SCARY chart and headline, but story should have noted that MN had grand total of 7 cases since 2011. Fear-mongering? https://t.co/6506DwWpr3 pic.twitter.com/pPjkYc0MtD
— Chris Uggen (@chrisuggen) February 6, 2018
Here is the original data from the study next to the graph that the paper published:
Social scientists often focus on rates when reporting events, because it make cases easier to compare. If one county has 300 cases of the flu, and another has 30,000, you wouldn’t panic about an epidemic in the second county if it had a city with many more people. But relying on rates to describe extremely rare cases can be misleading.
For example, the data show this graph misses some key information. California and Texas had more individual cases than Minnesota, but their large populations hide this difference in the rates.

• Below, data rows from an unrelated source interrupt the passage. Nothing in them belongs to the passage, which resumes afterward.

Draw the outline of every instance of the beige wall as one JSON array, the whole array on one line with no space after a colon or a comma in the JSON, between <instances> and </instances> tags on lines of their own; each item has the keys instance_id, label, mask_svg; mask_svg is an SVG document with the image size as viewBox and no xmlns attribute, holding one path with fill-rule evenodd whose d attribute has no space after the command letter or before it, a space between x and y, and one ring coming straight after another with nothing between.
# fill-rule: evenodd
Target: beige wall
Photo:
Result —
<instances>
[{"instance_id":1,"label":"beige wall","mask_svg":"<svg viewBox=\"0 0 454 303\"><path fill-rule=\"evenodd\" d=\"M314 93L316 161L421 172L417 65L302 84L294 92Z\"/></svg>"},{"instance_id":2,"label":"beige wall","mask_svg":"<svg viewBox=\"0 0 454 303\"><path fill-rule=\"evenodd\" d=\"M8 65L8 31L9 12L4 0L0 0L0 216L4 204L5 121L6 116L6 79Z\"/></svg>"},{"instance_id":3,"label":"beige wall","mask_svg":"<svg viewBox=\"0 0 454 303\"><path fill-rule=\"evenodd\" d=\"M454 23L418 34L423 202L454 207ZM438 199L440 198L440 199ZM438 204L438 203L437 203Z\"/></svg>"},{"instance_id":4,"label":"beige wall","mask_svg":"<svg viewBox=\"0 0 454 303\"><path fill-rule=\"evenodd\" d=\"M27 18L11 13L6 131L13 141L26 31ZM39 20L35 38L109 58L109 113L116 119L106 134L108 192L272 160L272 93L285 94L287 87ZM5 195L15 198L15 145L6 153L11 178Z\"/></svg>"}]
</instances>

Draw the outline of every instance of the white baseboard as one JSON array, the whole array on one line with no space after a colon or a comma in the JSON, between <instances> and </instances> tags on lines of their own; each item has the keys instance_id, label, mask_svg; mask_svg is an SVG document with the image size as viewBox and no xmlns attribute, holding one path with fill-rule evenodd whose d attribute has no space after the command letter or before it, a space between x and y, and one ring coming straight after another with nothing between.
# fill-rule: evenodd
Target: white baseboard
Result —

Sorting by rates here makes Minnesota look a lot worse than other states, while the number of cases is not dramatically different.
As far as I can tell, this chart only appeared in the print newspaper photographed above and not on the online story. If so, this chart only went to print audiences. Today we hear a lot of concern about the impact of “filter bubbles,” especially online, and the spread of misleading information. What concerns me most about this graph is how it shows the potential impact of offline filter bubbles in local communities, too.
Evan Stewart is an assistant professor of sociology at University of Massachusetts Boston. You can follow his work at his website, or on BlueSky.
Comments 8
NH_Broadwing — February 12, 2018
I lived in Minneapolis for over 9 years, and in Minnesota for over 11. Minnesota has the highest population of Somalian immigrants in the United States. Somalia is a primarily Muslim country, with many religious radicals. While I lived in Mpls. rarely a day went by without hearing Somali men talking about how much they hate America, hate the country that saved them from genocide and human rights abuses. Somali women did not do the same, though many male children did.
Also, bear in mind that the 9/11 hijackers were trained to fly (but not how to land) in Minnesota, and that Zaccharias Moussawi (incarcerated in the supermax prison outside Canon City, CO) confirmed this. All in all, even if this is fear-mongering and paranoia, which I think it is not, Minnesota and the Twin Cities have every right to be over-cautious.